On Mon, Jan 27, 2020 at 2:58 PM Roman Penyaev <rpenyaev(a)suse.de> wrote:
rados snapshots are based on clone, right? Clone
operation should
follow the sync path (through the single primary) but still can be
a bit tricky (requires object to be identical on all replicas
to the moment, when clone is done) and can be implemented by
communicating between replicas, where primary is the main
coordinator. Here is what I imagine (some sort of lazy data
migration)
Uh, they are clones, but not in the way you're thinking/hoping. Client
IO *can* (but does not need to) include a SnapSet, which contains data
about the snapshots that logically exist (but may or may not have been
seen by any particular object yet). When the client does a write with
a snapid the object doesn't already contain, the OSD does a clone
locally. And then any subsequent write applies to the new head, not
the old snapid.
So unfortunately neither the client nor the OSD has the slightest idea
whether a particular write operation requires any snapshot work until
it arrives at the OSD.
<snip>
Everything which is not plain read/write is treated as management
or metadata requests.
(Among other things, any write op has the
potential to change the object’s size and that needs to be ordered
with truncate operations.)
Why these two operations have to be ordered? No, I will ask another
way. Why distributed storage should care about the order of these
two operations? That what I do not understand. Why client can't be
responsible for proper waiting of IO and only then issuing a truncate?
(direct analogy: you issue an IO to your file and do not wait for a
completion, then you truncate your file, what is the result?)
But if we are talking about concurrent clients case, when one of the
clients issues write, meanwhile another one issues truncate, than
I do not understand how does the sync log help, because the primary
replica can receive these two requests at any order (we assume no
proper locking is used, right?)
If a client dispatches multiple operations on a single object, we
guarantee they are ordered in the same order they were dispatched by
the client. So he can do async truncate, async write, async read,
async append, whatever from a single thread and we promise to process
them in that order.
Some of that could probably be maintained in the client library rather
than on the OSDs, but not all of it given the timestamp-based retries
you describe and the problem of snapshots I mentioned above.
Basically what I'm getting at is that given the way the RADOS protocol
works, we really don't have any ops which are plain read/write.

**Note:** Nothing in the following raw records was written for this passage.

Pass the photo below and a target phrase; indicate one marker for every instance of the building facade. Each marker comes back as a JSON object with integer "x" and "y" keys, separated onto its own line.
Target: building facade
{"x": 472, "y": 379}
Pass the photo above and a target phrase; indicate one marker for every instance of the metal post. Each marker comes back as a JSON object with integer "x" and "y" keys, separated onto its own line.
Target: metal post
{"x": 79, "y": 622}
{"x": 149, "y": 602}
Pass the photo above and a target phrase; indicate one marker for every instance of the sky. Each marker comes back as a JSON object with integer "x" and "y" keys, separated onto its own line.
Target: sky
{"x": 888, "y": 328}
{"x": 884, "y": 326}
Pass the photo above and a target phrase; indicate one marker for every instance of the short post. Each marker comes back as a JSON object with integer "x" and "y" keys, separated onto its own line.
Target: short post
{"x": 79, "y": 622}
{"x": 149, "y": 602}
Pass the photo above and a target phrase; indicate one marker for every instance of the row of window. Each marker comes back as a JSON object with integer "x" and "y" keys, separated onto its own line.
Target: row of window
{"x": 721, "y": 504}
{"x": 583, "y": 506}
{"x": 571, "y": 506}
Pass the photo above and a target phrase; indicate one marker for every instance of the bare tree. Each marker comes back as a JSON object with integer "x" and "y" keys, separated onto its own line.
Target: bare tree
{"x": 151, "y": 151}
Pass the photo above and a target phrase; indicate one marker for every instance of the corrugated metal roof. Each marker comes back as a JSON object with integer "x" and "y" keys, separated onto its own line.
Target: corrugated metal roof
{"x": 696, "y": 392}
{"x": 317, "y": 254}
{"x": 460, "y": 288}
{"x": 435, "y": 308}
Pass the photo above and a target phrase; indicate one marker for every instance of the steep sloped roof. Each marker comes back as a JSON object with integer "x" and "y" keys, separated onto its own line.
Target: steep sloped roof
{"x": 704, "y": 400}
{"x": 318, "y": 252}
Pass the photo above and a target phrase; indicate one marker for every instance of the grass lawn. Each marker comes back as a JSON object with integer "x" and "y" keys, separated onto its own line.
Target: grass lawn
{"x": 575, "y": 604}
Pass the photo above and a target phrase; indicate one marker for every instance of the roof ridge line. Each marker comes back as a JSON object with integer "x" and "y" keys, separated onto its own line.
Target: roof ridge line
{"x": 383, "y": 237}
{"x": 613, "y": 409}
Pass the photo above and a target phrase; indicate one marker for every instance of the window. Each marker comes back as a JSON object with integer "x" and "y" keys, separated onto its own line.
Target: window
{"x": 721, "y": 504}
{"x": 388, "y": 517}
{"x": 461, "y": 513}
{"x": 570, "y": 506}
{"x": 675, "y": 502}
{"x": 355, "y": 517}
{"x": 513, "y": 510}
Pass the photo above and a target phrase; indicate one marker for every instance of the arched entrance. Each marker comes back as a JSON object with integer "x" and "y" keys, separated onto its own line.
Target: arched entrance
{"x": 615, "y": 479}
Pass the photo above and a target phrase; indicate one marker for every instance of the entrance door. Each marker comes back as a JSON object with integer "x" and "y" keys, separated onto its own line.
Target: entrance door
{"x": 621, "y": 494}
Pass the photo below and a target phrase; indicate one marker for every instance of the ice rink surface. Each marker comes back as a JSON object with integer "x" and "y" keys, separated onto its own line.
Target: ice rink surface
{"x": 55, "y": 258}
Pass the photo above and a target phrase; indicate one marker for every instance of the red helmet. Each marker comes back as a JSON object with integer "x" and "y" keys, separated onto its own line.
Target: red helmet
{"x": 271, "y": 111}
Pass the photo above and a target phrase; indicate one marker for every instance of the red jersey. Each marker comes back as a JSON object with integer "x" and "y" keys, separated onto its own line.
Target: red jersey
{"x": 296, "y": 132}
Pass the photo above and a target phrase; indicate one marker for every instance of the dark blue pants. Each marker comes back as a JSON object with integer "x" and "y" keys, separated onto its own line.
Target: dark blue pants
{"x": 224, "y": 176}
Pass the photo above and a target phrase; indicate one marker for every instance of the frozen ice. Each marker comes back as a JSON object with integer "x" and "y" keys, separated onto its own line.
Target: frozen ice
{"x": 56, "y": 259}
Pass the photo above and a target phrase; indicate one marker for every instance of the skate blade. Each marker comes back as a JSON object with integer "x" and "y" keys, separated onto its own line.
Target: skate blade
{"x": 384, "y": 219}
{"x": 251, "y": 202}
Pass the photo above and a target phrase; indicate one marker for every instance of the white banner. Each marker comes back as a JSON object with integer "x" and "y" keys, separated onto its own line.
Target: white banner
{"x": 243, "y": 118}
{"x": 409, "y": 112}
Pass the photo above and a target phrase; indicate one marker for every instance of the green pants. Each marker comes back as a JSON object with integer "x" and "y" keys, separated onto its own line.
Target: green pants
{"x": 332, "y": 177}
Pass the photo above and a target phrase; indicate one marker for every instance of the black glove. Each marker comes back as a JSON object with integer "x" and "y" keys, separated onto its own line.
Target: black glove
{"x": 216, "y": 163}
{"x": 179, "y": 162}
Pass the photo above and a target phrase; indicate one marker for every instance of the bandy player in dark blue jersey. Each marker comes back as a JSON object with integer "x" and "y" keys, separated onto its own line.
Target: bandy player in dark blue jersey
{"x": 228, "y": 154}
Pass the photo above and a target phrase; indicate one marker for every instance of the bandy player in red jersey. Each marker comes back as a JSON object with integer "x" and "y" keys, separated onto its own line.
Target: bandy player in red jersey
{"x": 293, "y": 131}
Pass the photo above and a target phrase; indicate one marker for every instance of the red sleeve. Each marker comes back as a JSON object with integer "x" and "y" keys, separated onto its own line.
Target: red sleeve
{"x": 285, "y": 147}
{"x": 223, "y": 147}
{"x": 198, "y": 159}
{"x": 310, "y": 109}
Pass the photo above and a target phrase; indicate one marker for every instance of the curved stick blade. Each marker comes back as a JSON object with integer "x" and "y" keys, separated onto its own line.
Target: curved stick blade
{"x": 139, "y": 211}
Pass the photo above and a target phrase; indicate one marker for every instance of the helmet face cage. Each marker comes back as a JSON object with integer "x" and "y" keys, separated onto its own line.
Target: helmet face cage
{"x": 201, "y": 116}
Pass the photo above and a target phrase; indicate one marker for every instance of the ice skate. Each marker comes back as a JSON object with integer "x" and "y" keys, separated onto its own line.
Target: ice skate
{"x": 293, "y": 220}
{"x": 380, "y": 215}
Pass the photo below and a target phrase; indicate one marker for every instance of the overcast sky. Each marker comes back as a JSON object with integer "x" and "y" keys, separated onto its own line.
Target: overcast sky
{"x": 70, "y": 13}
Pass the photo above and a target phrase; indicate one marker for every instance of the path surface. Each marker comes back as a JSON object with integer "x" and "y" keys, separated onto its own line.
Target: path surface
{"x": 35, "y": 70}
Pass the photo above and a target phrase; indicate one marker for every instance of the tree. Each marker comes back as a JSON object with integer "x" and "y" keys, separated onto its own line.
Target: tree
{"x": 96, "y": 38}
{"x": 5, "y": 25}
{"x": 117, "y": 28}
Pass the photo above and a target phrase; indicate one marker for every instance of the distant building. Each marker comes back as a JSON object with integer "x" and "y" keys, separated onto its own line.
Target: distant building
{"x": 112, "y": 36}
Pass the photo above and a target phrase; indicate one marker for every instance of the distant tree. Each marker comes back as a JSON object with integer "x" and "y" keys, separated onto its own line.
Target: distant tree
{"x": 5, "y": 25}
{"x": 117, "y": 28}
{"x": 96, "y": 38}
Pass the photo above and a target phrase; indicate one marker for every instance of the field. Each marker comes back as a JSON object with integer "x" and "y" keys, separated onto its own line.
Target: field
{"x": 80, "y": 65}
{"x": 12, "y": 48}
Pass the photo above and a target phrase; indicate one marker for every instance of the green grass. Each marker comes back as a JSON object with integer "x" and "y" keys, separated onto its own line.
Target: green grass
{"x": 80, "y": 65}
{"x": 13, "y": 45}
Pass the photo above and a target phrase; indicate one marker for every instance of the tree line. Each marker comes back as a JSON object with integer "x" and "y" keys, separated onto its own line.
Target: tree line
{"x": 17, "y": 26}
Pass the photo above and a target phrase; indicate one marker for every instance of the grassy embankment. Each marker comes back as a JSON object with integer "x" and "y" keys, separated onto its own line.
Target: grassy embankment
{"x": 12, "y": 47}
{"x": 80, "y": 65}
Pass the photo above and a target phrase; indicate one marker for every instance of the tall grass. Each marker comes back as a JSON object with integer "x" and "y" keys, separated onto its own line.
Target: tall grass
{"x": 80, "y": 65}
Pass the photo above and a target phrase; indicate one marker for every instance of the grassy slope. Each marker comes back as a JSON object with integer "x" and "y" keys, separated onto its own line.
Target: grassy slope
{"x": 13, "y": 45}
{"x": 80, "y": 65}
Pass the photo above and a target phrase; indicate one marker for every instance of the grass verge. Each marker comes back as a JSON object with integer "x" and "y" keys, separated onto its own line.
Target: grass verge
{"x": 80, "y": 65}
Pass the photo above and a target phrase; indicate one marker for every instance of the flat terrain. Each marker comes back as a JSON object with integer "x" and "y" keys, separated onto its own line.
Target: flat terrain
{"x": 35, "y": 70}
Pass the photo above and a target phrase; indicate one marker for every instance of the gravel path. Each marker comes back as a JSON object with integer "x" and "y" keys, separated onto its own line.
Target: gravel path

Especially including some of the ones you care about most -- for
instance, RBD volumes without an object map include an IO hint on
every write, to make sure that any newly-created objects get set to
the proper 4MB size. These IO hints mean they're all compound
operations, not single-operation writes!
Of course, all these issues are not the result of changing our
durability guarantees, but of trying to provide client-side
replication...
Now, making these changes isn’t necessarily bad
if we want to develop
a faster but less ridiculously-consistent storage system to better
serve the needs of the interfaces that actually get deployed — I have
long found it a little weird that RADOS, a strictly-consistent
transactional object store, is one of the premier providers of virtual
block-device IO and S3 storage. But if that’s the goal, we should
embrace being not-RADOS and be willing to explicitly take much larger
departures from it than just “in the happy path we drop ordering and
fall back to backfill if there’s a problem”.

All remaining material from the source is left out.